I have been running for close to a decade and, in that time, have completed six marathons. It took much effort to finally dip below the three-hour mark. Chasing another ‘personal best’ didn’t seem appropriate (let alone motivate me) at this time so, despite being entered into the 2011 London Marathon, it wouldn’t be enough to entice me back into training. I needed something bigger to aim for. I also wanted to do something to raise money for my Grandparents – for which a marathon alone would ‘not do’.
I looked at the possibility of marathoning on consecutive weekends, but the big marathons were filling up fast, if they weren’t already full. And I wasn’t interested in a series of low key marathons. I started to think beyond a marathon. Meanwhile, the inspectors came to work and my training would have to remain on hold for another week.
I thought about the races I had withdrawn from in the autumn and focused quickly on marathons in the Swiss Alps. I soon discovered The Swiss Alpine Marathon in Davos at the end of July, coinciding with the start of the school holidays. At 50 miles, it would be the furthest I have run, on the most difficult of terrains in the most difficult conditions. It was just what I wanted.
I discussed it with friends for a few days to test their reaction and to see if they would be interested in joining me. On 10th December, I entered the race and, almost instantly, my weekly mileage went from 5 to 25. I started telling people of my plans and immediately started to focus on my training. I went for 8 miles alone on the Saturday, and met The Emu and TFP the next day for what would prove to be a difficult 10.
The Emu had already picked up on my Swiss plans and started to tell me some plans he was hatching of his own.
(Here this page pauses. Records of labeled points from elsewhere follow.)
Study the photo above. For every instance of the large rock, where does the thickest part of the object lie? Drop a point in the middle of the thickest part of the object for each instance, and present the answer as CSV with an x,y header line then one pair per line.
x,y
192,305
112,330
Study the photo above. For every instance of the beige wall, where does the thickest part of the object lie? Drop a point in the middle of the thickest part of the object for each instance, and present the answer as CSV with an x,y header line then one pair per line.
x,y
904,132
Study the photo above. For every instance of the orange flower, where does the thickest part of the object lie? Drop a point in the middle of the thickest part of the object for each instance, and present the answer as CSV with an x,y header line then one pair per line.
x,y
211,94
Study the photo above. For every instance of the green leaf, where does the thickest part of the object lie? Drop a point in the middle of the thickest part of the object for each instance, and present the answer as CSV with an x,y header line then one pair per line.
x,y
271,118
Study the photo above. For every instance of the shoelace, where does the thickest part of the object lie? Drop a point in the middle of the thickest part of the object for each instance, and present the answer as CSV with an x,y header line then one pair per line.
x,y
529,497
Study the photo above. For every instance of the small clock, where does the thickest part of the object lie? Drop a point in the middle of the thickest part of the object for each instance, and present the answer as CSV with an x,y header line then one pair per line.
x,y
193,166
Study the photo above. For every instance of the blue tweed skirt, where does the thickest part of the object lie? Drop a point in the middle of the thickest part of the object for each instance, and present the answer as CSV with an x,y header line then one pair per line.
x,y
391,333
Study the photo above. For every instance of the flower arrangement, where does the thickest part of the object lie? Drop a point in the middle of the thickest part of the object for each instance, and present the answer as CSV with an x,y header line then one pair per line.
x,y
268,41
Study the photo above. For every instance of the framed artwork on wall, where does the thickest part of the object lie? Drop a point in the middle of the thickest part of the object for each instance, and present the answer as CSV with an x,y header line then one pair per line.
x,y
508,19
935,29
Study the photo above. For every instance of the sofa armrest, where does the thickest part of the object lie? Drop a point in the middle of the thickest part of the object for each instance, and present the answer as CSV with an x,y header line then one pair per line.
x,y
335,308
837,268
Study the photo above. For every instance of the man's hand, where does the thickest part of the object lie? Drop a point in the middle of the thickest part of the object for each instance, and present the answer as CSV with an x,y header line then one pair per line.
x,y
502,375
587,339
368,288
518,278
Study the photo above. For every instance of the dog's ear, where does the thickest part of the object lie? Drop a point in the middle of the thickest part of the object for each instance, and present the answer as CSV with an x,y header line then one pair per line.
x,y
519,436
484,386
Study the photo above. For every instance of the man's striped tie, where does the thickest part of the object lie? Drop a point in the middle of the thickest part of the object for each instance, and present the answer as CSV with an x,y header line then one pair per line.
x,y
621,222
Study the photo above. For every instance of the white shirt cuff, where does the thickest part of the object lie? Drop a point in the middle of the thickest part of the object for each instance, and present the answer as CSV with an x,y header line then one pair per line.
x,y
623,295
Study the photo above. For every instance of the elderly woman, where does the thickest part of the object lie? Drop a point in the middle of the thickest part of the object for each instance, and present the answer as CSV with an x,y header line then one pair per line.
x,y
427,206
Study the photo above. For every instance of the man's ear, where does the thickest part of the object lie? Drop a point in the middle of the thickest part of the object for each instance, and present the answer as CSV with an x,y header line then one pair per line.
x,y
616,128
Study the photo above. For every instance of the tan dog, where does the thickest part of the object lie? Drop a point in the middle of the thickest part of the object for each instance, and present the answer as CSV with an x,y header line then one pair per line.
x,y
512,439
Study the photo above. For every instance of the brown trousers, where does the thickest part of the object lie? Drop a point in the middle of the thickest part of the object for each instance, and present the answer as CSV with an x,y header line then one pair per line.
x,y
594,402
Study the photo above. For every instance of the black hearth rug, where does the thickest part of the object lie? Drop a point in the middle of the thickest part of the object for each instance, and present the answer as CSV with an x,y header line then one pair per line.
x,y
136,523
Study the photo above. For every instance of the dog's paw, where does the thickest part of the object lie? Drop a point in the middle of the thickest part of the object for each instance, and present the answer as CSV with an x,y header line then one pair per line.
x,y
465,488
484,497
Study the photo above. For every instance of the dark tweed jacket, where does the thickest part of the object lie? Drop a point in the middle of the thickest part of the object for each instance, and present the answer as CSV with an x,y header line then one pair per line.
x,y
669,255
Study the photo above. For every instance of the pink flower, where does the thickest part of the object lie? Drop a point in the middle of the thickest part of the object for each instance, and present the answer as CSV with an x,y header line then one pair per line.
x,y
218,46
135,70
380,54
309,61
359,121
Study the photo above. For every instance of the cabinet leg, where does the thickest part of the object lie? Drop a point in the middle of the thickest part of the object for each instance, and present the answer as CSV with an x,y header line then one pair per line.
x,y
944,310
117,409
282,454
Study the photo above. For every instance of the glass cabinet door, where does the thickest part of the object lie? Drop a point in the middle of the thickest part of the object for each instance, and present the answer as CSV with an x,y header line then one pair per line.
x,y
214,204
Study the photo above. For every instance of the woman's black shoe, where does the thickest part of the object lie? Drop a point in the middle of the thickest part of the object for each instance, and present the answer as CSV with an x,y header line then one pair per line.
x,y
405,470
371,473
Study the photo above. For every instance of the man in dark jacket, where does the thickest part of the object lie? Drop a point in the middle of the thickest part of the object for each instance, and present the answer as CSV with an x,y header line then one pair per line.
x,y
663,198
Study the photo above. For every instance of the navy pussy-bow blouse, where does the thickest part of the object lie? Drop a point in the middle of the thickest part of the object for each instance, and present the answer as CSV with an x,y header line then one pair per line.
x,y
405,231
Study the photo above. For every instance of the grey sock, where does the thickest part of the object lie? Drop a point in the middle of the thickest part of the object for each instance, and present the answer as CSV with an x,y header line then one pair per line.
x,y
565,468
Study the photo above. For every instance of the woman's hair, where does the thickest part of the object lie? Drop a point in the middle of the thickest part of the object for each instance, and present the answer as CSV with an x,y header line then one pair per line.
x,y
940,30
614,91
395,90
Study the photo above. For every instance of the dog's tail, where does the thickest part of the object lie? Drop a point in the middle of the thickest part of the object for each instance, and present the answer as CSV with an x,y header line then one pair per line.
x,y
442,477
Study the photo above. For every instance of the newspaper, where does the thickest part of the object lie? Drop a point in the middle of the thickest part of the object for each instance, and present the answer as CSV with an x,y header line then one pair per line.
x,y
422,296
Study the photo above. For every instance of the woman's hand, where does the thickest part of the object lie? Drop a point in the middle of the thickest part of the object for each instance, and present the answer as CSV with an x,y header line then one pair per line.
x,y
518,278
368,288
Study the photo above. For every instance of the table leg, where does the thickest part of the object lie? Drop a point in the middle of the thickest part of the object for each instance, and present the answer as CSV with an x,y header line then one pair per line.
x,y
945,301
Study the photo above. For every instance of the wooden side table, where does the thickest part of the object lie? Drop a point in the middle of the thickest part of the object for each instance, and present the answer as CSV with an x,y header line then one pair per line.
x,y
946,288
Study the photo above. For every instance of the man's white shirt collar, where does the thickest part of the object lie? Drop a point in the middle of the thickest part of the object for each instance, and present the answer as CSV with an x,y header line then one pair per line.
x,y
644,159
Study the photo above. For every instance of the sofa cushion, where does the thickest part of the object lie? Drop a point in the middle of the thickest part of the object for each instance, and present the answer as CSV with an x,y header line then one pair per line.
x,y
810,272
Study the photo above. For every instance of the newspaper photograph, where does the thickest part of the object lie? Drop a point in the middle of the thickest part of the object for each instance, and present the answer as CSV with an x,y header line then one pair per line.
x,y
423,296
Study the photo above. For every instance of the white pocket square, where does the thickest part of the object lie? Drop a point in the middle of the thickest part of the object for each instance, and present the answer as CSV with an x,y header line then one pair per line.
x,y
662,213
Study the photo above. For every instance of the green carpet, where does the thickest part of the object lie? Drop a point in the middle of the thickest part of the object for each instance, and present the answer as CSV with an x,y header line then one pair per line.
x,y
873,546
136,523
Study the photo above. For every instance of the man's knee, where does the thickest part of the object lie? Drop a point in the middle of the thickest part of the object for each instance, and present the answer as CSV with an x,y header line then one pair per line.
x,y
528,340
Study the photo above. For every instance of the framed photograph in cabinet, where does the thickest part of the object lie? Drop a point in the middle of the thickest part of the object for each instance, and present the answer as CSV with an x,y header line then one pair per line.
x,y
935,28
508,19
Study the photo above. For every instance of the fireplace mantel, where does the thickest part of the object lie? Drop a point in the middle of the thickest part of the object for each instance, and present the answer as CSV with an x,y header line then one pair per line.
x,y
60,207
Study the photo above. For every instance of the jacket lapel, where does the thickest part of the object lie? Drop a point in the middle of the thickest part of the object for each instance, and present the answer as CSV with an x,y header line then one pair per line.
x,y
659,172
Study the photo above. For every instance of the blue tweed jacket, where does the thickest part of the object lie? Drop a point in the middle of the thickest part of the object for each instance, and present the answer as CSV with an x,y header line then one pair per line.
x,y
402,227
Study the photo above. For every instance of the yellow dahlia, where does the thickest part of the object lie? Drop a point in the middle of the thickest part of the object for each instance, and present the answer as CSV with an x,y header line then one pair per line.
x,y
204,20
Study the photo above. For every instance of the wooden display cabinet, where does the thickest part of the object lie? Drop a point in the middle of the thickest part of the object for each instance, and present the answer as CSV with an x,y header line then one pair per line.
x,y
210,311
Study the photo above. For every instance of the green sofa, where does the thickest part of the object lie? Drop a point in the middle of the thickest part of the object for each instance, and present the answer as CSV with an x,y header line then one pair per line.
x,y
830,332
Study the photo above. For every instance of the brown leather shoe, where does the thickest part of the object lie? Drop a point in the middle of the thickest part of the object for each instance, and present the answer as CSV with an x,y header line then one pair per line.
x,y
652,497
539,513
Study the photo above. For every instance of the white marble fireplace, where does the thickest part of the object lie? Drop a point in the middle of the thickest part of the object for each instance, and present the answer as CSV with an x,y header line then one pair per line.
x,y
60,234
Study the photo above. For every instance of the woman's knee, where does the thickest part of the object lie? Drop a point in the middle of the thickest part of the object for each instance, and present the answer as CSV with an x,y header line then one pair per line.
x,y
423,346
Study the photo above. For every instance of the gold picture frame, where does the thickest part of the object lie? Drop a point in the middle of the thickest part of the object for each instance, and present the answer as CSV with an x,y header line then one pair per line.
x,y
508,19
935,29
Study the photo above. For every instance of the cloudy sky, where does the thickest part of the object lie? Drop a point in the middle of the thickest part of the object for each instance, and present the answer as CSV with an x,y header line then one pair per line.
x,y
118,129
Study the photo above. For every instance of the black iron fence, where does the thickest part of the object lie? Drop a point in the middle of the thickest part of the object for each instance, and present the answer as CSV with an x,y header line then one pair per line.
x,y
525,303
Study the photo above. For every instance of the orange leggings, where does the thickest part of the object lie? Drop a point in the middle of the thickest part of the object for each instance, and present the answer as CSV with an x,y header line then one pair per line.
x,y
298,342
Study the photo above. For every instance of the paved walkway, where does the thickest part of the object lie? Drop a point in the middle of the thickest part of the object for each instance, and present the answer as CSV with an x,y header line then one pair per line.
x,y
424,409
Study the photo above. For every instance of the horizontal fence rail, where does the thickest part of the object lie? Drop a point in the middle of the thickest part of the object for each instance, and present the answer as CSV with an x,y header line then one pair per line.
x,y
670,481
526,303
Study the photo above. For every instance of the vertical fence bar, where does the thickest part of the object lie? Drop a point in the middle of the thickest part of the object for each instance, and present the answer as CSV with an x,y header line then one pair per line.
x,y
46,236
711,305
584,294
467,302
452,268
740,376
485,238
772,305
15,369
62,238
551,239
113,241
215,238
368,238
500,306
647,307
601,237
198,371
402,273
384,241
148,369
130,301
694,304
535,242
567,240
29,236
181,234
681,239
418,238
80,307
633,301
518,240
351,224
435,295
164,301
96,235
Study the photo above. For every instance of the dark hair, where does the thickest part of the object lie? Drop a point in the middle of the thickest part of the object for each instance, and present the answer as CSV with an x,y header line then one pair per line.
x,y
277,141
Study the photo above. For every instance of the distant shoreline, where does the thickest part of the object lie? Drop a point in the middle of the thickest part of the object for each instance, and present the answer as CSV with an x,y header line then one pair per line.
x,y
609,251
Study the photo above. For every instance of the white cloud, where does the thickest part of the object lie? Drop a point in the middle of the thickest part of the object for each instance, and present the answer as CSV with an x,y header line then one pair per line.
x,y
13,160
He was looking at running the Paris Marathon, the London Marathon the following weekend and running from Paris to London in the 6 days between. I informed him that I had already looked at doing the Paris Marathon in conjunction with London, but that Paris was full. He was aware of this fact – and was already working on how to overcome this hurdle.
I thought about it for a few strides, but it didn’t take long. The marathons being a week apart would reflect the time between my Grandparents deaths. The run from Paris to London would turn the event into a single worthwhile challenge. Suddenly, I was hooked. I wanted to join him. I told him straight away and thought about the prospect non-stop for the remainder of the run, save a brief debate on university tuition fees and the recent riots. In fact, I seemed to think about it non-stop for the following weeks. I had a few concerns, but definitely wanted to do it.
I discussed it with some friends but, aware of the scale of the challenge, I was worried that I couldn’t do it. I wanted some feedback and some opinion, but I didn’t want to appear to be wimping out at the first opportunity. I was scared of failure. It quickly became apparent that we had three hurdles to overcome as soon as possible to be sure that we at least had a chance of completing the task.
We both had entry into the London Marathon, but needed entry into the Paris Marathon. We would need somebody who would be prepared to support us while we were running outside of the two marathons. And we needed to be reasonably happy that we were capable of being sufficiently fit. We had our work cut out on all three counts.